Zihin, öyle bir potansiyele sahiptir ki, ona verimsiz şeyler dolunca bir süre sonra o olumsuzluğu kullanmaktan kendisini kurtarması mümkün olmuyor. Ve insanı ruhi bunalımlardan, felaket kararlara, ondan itikadi bozukluklara kadar sürükleyebilir.

Kalp ehlininde dediği gibi; Verimsiz bilgi kırıntılarıyla ve faydasız kültürlerin çer-çöpüyle dolmuş, yalan-yanlış bilgilerle kirlenmiş bir zihin, hemen o söz ve düşüncelerin rotasına girebilir ve onlar tarafından idare edilmeye, yönlendirilmeye başlar.

Buna günümüz için en net örnek gruplar, genç kuşağın bir kısmı ile birlikte, bilim putuna tapan akademisyenler, şirketlerin ve sistemin sözcülüğünü yapan doktorlar ve egosantrik amel ve okumaların sonucunda küfre sebep olan bir kısım İlahiyatçılar, kibrin tutsağı gazeteci, yazarlar ve birde israf, lüks düşkünü esnaf ve para sahipleri… Bunlar her geçen gün bizlere daha fazla ibretlik örnekler veriyorlar. Allah muhafaza.

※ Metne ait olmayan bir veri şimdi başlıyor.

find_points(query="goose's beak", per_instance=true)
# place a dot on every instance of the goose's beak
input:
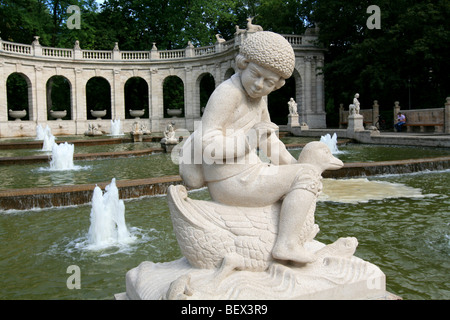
(335, 163)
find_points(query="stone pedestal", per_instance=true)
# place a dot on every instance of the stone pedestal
(293, 120)
(333, 278)
(355, 123)
(167, 146)
(137, 136)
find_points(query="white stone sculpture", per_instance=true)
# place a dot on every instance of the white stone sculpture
(169, 134)
(219, 38)
(93, 130)
(354, 108)
(292, 107)
(255, 239)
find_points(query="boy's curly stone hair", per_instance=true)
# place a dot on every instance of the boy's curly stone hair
(271, 51)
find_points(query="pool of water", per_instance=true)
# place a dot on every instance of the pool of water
(408, 237)
(85, 172)
(156, 165)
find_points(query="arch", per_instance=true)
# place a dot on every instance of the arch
(98, 96)
(19, 94)
(173, 95)
(58, 95)
(206, 86)
(136, 96)
(277, 101)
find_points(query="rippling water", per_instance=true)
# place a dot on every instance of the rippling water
(406, 236)
(156, 165)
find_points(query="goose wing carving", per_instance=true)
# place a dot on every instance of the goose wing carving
(207, 231)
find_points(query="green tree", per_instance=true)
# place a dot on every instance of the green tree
(409, 54)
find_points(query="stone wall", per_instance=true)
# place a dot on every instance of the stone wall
(38, 64)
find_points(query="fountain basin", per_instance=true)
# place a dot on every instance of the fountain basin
(58, 115)
(410, 246)
(137, 114)
(65, 195)
(98, 114)
(17, 114)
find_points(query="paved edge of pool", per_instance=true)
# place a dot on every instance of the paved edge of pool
(71, 195)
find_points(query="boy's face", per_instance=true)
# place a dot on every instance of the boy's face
(258, 81)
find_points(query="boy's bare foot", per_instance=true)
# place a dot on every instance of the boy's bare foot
(293, 253)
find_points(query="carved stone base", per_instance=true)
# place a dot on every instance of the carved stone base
(332, 277)
(355, 123)
(293, 121)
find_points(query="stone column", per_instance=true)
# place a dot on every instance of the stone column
(79, 102)
(190, 103)
(341, 115)
(375, 112)
(447, 115)
(3, 95)
(308, 89)
(38, 106)
(396, 110)
(118, 94)
(156, 112)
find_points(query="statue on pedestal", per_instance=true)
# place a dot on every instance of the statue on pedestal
(255, 239)
(355, 106)
(292, 107)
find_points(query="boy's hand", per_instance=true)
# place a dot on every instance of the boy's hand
(265, 127)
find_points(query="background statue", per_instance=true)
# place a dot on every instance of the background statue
(354, 108)
(292, 107)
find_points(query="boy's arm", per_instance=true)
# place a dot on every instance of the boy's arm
(269, 142)
(216, 144)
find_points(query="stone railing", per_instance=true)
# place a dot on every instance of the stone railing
(370, 115)
(36, 50)
(437, 119)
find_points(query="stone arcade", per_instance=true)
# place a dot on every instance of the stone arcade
(255, 238)
(37, 64)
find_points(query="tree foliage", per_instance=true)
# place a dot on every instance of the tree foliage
(405, 60)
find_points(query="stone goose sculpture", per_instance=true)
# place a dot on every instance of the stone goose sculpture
(213, 235)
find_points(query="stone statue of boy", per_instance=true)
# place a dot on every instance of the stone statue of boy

Yıllar evvel bir entelektüel ortamda şöyle bir ifade kullanılmıştı:

‘‘Herhangi bir camianın içinde farklı düşünceyi aşılamaya çalışan ilahiyatçılar, liberaller, seküler veya farklı bir akımın yazarları çokça yazmaya, konuşmaya başlarsa, bir süre sonra tabanda fikri kaymaların olacağını görmekten kendinizi kurtaramazsınız. Çünkü temel fikri düşünce çoğunlukta sağlam değil…’’

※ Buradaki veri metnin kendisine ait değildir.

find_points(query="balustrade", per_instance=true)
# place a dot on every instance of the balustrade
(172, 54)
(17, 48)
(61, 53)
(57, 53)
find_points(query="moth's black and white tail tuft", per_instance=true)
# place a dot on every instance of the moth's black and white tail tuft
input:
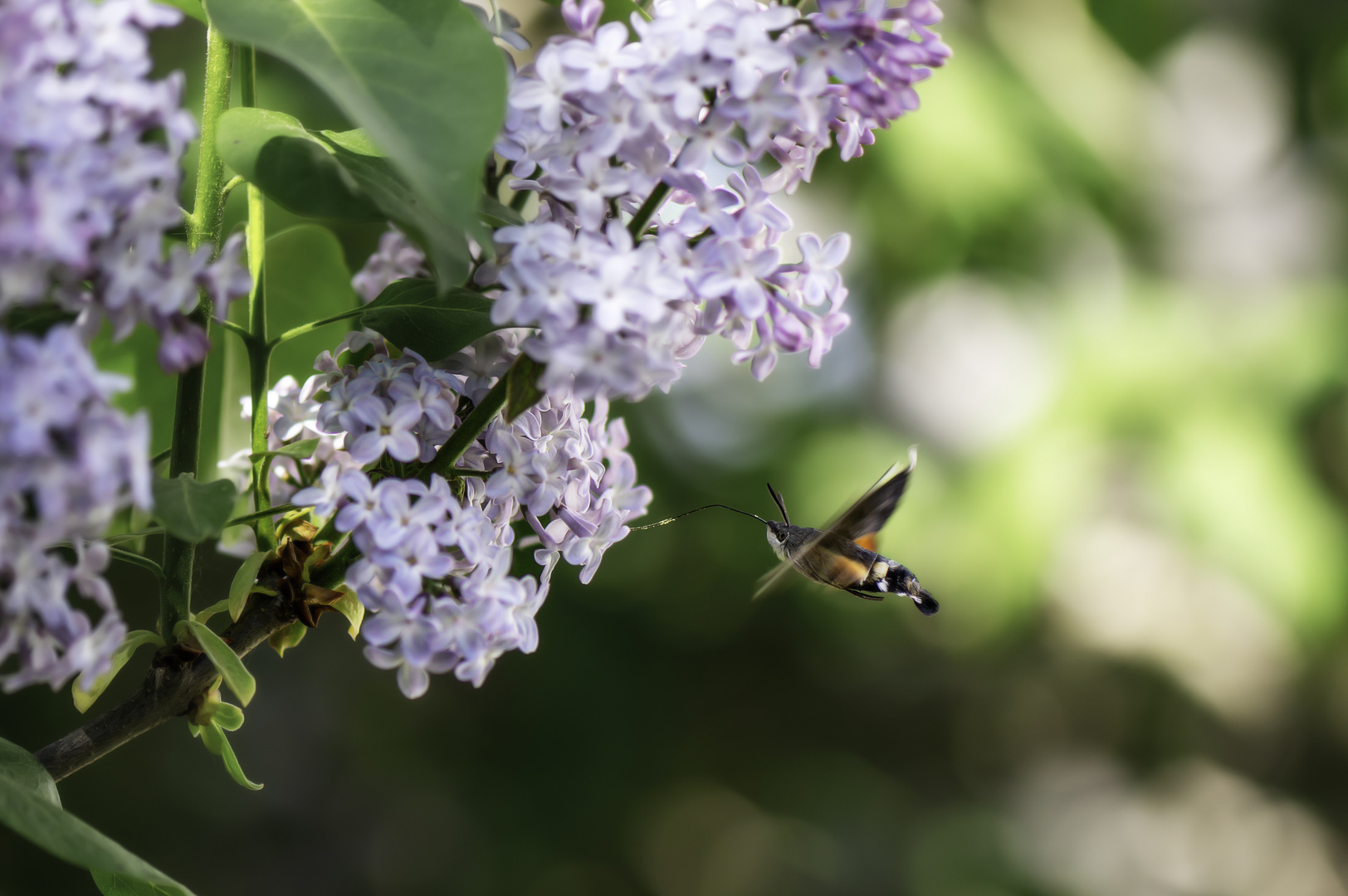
(926, 604)
(902, 581)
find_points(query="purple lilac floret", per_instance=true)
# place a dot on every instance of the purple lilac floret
(397, 258)
(68, 462)
(436, 566)
(89, 173)
(596, 123)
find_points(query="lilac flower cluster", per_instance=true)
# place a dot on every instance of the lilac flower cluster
(436, 566)
(598, 127)
(89, 175)
(395, 259)
(68, 462)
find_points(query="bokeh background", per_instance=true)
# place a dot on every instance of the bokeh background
(1099, 280)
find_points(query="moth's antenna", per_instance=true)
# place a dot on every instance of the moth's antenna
(781, 504)
(650, 526)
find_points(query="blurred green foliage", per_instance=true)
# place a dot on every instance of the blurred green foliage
(1143, 576)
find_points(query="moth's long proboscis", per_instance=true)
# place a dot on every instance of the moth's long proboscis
(650, 526)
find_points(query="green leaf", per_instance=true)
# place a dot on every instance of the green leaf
(228, 716)
(308, 279)
(204, 616)
(193, 511)
(351, 606)
(444, 243)
(498, 215)
(283, 639)
(228, 663)
(522, 390)
(298, 450)
(421, 77)
(114, 884)
(218, 744)
(85, 691)
(190, 7)
(23, 770)
(354, 142)
(30, 807)
(414, 314)
(293, 168)
(34, 319)
(242, 587)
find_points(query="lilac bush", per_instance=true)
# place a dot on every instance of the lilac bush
(89, 168)
(68, 464)
(600, 129)
(630, 175)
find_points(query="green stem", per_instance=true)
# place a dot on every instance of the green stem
(468, 430)
(237, 520)
(233, 328)
(643, 215)
(259, 352)
(136, 559)
(257, 515)
(204, 226)
(315, 325)
(229, 187)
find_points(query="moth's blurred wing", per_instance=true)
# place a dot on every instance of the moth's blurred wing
(774, 577)
(874, 509)
(771, 578)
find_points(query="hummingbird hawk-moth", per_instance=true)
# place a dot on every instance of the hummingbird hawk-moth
(842, 554)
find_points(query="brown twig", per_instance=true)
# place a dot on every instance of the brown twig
(173, 682)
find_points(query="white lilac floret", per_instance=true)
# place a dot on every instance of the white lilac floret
(598, 121)
(89, 173)
(436, 561)
(594, 125)
(69, 461)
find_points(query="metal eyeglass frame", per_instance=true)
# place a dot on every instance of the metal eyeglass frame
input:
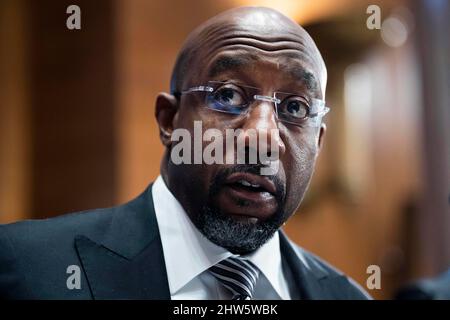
(319, 108)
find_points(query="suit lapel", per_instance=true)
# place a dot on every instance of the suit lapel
(126, 261)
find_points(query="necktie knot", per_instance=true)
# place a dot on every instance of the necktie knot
(237, 275)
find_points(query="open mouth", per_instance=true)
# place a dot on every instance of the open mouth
(248, 182)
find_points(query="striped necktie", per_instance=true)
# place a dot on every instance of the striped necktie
(237, 275)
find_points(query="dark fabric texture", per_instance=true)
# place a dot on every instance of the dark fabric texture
(119, 254)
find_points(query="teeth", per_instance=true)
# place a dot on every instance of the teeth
(248, 184)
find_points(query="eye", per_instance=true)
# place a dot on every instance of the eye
(228, 96)
(295, 107)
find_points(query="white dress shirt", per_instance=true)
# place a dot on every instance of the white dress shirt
(188, 255)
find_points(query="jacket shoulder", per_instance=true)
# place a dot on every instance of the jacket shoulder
(338, 285)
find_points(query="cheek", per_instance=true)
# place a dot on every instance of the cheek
(299, 166)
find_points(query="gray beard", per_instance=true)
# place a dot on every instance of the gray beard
(238, 237)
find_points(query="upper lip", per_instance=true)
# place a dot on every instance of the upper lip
(263, 182)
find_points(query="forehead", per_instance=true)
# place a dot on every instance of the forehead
(233, 50)
(257, 68)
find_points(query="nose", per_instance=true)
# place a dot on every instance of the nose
(262, 121)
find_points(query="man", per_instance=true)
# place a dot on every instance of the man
(208, 229)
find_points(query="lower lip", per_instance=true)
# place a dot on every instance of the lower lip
(237, 201)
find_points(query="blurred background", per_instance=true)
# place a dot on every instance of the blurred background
(77, 128)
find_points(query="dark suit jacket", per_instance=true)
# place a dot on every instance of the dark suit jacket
(119, 253)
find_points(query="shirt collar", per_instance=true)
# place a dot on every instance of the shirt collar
(187, 253)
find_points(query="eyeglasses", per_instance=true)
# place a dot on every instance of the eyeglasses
(236, 99)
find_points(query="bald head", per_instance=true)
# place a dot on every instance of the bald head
(263, 29)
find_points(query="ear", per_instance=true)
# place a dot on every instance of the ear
(165, 110)
(323, 130)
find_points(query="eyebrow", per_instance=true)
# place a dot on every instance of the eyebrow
(226, 63)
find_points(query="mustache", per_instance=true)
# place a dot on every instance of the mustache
(222, 175)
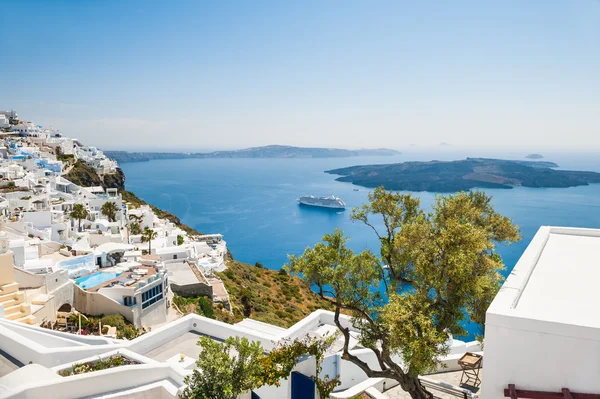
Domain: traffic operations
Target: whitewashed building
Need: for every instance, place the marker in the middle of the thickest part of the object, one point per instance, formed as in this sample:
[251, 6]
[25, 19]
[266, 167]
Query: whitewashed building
[542, 331]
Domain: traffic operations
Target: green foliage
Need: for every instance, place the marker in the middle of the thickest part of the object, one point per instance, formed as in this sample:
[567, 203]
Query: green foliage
[225, 370]
[147, 236]
[109, 209]
[88, 367]
[283, 358]
[230, 369]
[257, 292]
[79, 212]
[441, 267]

Bu cümle söylendiği zaman pek ciddiye almamıştım. Ancak, dünyadaki son tablo bu gerçeğin daimi ve daha fazlası olduğunu bizlere gösterdi. Hatta öyle bir hale geldi ki, mümin dediğimiz topluluklar içinde bile itikadi bozukluklar, iftiralar, yaftalamalar, delilsiz konuşmalar, yalanlar ve yalanları doğrulamak için küfürde ısrar etmeler günlük birer ameliye haline geldi.

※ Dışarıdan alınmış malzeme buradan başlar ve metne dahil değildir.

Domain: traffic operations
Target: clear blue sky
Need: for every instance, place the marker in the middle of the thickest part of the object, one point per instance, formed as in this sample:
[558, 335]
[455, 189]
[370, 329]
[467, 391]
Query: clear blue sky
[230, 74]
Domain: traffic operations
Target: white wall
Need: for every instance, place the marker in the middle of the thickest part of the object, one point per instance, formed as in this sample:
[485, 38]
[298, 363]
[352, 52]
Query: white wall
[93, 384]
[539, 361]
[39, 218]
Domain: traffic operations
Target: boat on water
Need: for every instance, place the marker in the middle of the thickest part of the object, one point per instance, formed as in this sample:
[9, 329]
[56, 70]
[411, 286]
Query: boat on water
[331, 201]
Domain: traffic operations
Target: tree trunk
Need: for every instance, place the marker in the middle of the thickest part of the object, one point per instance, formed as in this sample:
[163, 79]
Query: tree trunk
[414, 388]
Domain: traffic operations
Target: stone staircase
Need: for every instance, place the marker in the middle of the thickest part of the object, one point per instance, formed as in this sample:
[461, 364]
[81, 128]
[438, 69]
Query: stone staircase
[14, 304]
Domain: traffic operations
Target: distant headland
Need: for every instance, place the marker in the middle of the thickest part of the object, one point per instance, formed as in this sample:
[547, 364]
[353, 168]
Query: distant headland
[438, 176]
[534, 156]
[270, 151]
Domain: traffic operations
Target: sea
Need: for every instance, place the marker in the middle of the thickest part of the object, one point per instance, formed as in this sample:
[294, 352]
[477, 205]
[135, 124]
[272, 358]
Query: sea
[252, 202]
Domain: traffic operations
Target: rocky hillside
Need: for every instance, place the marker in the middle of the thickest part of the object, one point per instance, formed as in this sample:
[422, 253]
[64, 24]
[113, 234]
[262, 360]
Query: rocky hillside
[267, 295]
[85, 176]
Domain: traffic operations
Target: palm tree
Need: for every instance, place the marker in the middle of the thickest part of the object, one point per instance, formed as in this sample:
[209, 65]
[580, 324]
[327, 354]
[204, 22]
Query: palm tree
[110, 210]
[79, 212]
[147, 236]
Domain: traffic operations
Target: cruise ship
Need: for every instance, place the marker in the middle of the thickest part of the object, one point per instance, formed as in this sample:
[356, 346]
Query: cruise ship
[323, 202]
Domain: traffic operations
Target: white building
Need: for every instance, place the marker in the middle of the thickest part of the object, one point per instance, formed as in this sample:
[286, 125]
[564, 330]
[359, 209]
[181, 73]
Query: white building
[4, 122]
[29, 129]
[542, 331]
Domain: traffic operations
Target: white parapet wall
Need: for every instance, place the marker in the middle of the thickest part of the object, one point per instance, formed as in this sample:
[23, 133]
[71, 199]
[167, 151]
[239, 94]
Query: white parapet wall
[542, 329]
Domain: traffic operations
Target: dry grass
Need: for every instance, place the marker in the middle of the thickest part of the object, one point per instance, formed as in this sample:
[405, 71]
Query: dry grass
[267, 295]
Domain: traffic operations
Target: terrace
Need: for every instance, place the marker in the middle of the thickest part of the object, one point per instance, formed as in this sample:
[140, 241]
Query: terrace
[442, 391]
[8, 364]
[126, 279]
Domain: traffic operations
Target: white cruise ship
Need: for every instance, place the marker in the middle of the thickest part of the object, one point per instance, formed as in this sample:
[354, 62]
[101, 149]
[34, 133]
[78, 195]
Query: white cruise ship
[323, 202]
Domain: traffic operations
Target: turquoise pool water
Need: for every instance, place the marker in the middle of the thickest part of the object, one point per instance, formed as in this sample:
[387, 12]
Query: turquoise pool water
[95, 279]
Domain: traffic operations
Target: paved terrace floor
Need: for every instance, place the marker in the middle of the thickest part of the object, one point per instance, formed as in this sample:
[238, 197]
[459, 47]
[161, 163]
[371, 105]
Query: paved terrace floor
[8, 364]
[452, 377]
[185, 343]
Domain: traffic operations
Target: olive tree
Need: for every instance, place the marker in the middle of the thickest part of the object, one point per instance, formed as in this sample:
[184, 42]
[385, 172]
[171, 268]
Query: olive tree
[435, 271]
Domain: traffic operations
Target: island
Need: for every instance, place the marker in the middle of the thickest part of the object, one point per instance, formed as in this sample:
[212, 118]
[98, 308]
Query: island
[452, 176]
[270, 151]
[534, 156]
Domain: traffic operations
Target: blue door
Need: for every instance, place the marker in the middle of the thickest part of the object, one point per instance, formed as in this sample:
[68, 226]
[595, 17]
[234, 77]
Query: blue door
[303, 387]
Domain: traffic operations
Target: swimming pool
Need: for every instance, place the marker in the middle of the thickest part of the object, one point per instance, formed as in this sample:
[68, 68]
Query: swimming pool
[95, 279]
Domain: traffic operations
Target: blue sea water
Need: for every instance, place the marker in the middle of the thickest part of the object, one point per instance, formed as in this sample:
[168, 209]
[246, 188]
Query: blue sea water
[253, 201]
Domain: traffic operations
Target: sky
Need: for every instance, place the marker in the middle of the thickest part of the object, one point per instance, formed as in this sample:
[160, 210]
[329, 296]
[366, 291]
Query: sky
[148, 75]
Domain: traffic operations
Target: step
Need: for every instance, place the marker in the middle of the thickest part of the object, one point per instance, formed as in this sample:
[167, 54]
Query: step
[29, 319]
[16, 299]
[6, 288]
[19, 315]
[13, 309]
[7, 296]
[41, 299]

Bildiğiniz üzere zihnin gerçek amacı marifetullahtır. Yani Allahı tanıma ve bilme halidir. Bir anlamda Allah'ın bilgisine dayalı doğru bilgi ve anlayışı elde etmek zihnin ana hedefi olmak zorundadır. Gün içinde bu hedef yok ise, o gün çöpe düşmüş bir pislikten ibarettir.

Zihin, varlığı okumamızı, hakikate dair olayları yorumlamamızı ve doğru kararlar alabilmemiz için gereken bilgi ve anlayışa erişmemizi sağladığı için, zihnin malayani ve fuzuli bilgi ile dolması, kişinin Allahı bilme kapasitesini yok edeceği anlamına gelir.

Ne yazık ki günümüzdeki başta faydasız arkadaşlıklar, sosyal medya, videolar, okumalar vs. gibi birçok unsur şu an zihin kirliliği ve hakikatin perdelenmesi noktasında önemli bir rol oynuyor.

Burada 3 nokta çok önemli.

İlki, iradenin asıl gayesinin Allaha ibadet olması.

İkincisi, hissin asıl gayesinin Allaha olan muhabbet olması.

Üçüncüsü ise, kalp ve ruhtan daha ince olan latifelerin asıl gayesinin ise her an Allahın huzurunda olduğu şuurunda hareket etmesi.

Eğer bu üç noktanın tam anlamıyla potansiyelini kullanmasını istiyorsak, zihnin temiz olması ilk ana noktayı temsil ediyor. Aksi halde koskoca bir ömrü heder.

Çünkü, zihnin temizliği beraberinde şuur, irade ve ibadeti, ibadet muhabbeti, muhabbette hikmeti getiriyor.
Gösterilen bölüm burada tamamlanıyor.